Der Kölner Erzbischof und die Bistumsverwaltung haben in der Vergangenheit keine gute Figur gemacht. Ein Priester, der wegen sexueller Übergriffe auf Minderjährige bekannt war, und sein Amt nicht mehr ausüben durfte, wurde später dennoch in einer Wiener Kirche beim Predigen angetroffen. Dass sich der Priester in der österreichischen Hauptstadt aufhielt, war dem Erzbistum bekannt. In einem anderen Fall unterließ es Woelki, einen Priester, der sexualisierte Gewalt gegenüber Kindern verübt hatte, nicht an Rom zu melden. Als im Jahr 2019 der Priester und Liedautor Winfried Pilz verstarb, verfasste das Erzbistum Köln einen gebührenden Nachruf – obwohl Woelki bereits 2015 davon unterrichtet gewesen sein soll, dass Pilz wegen sexuellen Missbrauchs auf einer Liste stand. Die Mitarbeiterin, die behauptet, diese Liste im Januar 2015 vorgelegt zu haben, erklärte, dass der Kardinal sich nicht für die Liste interessiert habe.

Die Vorwürfe gegen Woelki hatten bereits ein Nachspiel. Papst Franziskus entsandte im Juni 2021 zwei Apostolische Visitatoren ins Erzbistum Köln. Im September erklärte der Pontifex, dass er Woelki im Amt belasse, verordnete aber ab Mitte Oktober eine „geistliche Auszeit“ für Woelki bis zum 1. März 2022. Das Bistum gilt dennoch als intern zerstritten. Neben der Bild-Zeitung berichten auch andere deutsche Medien kritisch über den Erzbischof. Und mit dem Zugriff der Staatsanwaltschaft dürfte sich auch Franziskus vor die Frage gestellt sehen, ob seine Entscheidung, Woelki im Amt zu belassen, die richtige war. Der Kölner Ruf hat so einen Widerhall, dass auch die evangelische Kirche im Rheinland behauptet, dass die negativen Schlagzeilen zu Kirchenaustritten in ihrer Gemeinde führten.

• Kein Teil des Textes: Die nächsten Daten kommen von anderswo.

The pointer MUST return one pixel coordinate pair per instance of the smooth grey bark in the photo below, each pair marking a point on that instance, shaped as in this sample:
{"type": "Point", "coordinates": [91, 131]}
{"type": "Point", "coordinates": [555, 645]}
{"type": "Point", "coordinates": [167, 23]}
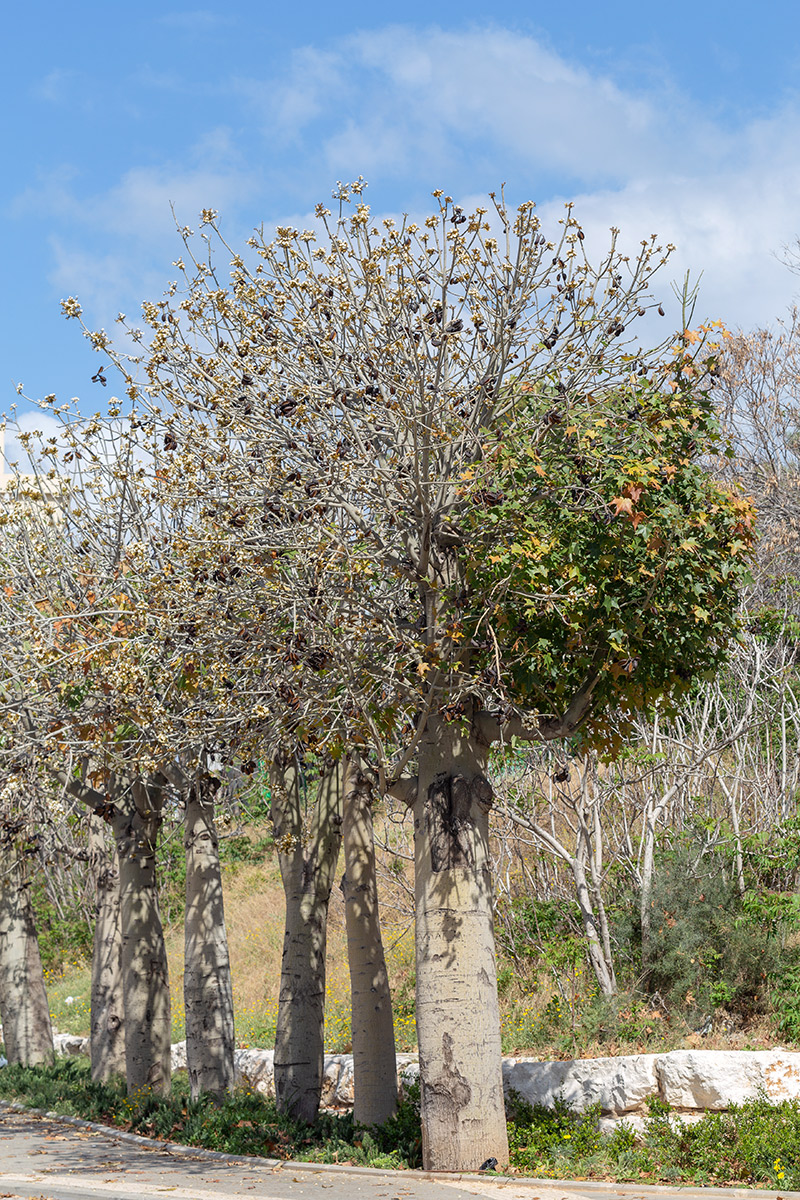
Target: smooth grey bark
{"type": "Point", "coordinates": [208, 993]}
{"type": "Point", "coordinates": [374, 1060]}
{"type": "Point", "coordinates": [107, 1032]}
{"type": "Point", "coordinates": [145, 977]}
{"type": "Point", "coordinates": [24, 1011]}
{"type": "Point", "coordinates": [457, 1011]}
{"type": "Point", "coordinates": [308, 847]}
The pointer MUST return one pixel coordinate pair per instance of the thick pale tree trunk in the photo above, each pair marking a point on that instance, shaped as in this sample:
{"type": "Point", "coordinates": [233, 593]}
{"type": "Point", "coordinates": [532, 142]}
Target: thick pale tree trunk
{"type": "Point", "coordinates": [457, 1012]}
{"type": "Point", "coordinates": [308, 849]}
{"type": "Point", "coordinates": [145, 978]}
{"type": "Point", "coordinates": [208, 995]}
{"type": "Point", "coordinates": [24, 1012]}
{"type": "Point", "coordinates": [107, 1038]}
{"type": "Point", "coordinates": [374, 1061]}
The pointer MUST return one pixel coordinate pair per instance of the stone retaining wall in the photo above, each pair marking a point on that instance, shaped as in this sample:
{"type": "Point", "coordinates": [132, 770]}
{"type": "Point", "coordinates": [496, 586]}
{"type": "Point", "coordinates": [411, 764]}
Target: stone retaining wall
{"type": "Point", "coordinates": [691, 1081]}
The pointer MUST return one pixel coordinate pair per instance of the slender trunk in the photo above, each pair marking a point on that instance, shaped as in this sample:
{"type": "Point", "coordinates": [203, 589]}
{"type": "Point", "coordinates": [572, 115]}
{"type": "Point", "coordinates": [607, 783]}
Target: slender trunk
{"type": "Point", "coordinates": [24, 1011]}
{"type": "Point", "coordinates": [374, 1061]}
{"type": "Point", "coordinates": [600, 965]}
{"type": "Point", "coordinates": [145, 978]}
{"type": "Point", "coordinates": [107, 1038]}
{"type": "Point", "coordinates": [210, 1038]}
{"type": "Point", "coordinates": [308, 849]}
{"type": "Point", "coordinates": [653, 813]}
{"type": "Point", "coordinates": [589, 852]}
{"type": "Point", "coordinates": [457, 1012]}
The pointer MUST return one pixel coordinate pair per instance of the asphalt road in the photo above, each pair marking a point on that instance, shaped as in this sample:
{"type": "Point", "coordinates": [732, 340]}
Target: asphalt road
{"type": "Point", "coordinates": [47, 1159]}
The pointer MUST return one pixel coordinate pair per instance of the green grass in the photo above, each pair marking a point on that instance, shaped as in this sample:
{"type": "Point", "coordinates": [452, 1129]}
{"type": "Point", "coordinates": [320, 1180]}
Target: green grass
{"type": "Point", "coordinates": [247, 1123]}
{"type": "Point", "coordinates": [756, 1144]}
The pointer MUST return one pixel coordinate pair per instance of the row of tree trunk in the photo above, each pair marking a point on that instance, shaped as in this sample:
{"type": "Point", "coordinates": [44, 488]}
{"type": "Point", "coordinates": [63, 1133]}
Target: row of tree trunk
{"type": "Point", "coordinates": [131, 1021]}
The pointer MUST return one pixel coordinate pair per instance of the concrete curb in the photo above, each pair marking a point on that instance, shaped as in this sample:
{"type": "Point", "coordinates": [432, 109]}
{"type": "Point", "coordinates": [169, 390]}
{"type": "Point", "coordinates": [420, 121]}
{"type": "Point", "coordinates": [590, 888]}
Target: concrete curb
{"type": "Point", "coordinates": [176, 1150]}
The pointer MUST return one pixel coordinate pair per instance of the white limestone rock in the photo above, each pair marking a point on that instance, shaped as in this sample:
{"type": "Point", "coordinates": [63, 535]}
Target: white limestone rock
{"type": "Point", "coordinates": [334, 1066]}
{"type": "Point", "coordinates": [254, 1068]}
{"type": "Point", "coordinates": [619, 1085]}
{"type": "Point", "coordinates": [715, 1079]}
{"type": "Point", "coordinates": [68, 1045]}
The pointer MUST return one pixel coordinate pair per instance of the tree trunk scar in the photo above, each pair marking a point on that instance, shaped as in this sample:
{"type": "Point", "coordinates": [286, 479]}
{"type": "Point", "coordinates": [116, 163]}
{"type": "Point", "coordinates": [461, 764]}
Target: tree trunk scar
{"type": "Point", "coordinates": [450, 1087]}
{"type": "Point", "coordinates": [449, 820]}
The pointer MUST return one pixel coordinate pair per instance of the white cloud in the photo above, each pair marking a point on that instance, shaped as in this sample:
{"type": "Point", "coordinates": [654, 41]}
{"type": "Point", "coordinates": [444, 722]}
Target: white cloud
{"type": "Point", "coordinates": [194, 21]}
{"type": "Point", "coordinates": [56, 87]}
{"type": "Point", "coordinates": [463, 109]}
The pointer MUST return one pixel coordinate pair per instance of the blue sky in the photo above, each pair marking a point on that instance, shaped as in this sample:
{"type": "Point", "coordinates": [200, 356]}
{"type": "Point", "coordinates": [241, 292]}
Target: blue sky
{"type": "Point", "coordinates": [679, 119]}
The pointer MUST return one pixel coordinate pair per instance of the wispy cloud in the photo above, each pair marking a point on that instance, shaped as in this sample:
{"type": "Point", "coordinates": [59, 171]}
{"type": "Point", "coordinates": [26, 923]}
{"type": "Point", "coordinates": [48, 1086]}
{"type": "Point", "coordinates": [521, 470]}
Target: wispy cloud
{"type": "Point", "coordinates": [470, 108]}
{"type": "Point", "coordinates": [196, 21]}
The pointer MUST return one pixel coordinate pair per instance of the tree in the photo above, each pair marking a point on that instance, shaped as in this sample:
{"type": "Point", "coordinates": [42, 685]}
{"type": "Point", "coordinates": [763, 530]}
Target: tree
{"type": "Point", "coordinates": [374, 1061]}
{"type": "Point", "coordinates": [24, 1011]}
{"type": "Point", "coordinates": [342, 406]}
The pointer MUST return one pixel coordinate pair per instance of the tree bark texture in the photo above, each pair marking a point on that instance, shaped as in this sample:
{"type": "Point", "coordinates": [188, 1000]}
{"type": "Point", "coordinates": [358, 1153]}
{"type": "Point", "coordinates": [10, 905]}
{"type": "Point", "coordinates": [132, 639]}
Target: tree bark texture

Woelki indes geht in die Offensive. Er bestreitet nicht nur sämtliche Vorwürfe, sondern hat Anzeige gegen Unbekannt gestellt. Seiner Ansicht nach sei die Presse vor der Razzia informiert worden. „Was uns stört, ist nicht die Hausdurchsuchung, sondern dass die Information und der Termin offenbar an die Medien durchgestochen wurden“, sagte Woelkis Anwalt Björn Gercke. Die Anzeige betreffe demnach die Verletzung von Dienstgeheimnissen. Laut Gercke sei das „Leck“ in der Polizei zu suchen. Dabei besitzt auch die Personalie Gercke als Anwalt Zündstoff: denn derselbe Anwalt war für ein Missbrauchsgutachten für das Kölner Erzbistum zuständig, das erhebliche Pflichtverletzungen „hochrangiger Verantwortlicher“ feststellte.

Gercke hält die Durchsuchungen nicht nur für unnötig, weil man auf Nachfrage alles freiwillig herausgegeben hätte. Vielmehr entstehe bei juristischen Laien der Eindruck einer „Vorverurteilung“. Daher setze man sich zur Wehr. Damit steht für den Erzbischof eine mögliche Strategie offen, um den Vorgang einzuordnen: Die staatliche Untersuchung könnte als Übergriffigkeit gegenüber der Kirche deklariert werden. Die Möglichkeit, aus dem Vorfall ein Vorspiel zu einem Kulturkampf zu stricken, wäre angesichts des stark angeschossenen Zustands des Kardinals ein Ausweg, um Zeit zu gewinnen – und eigene, mögliche Fehler unter den Teppich zu kehren.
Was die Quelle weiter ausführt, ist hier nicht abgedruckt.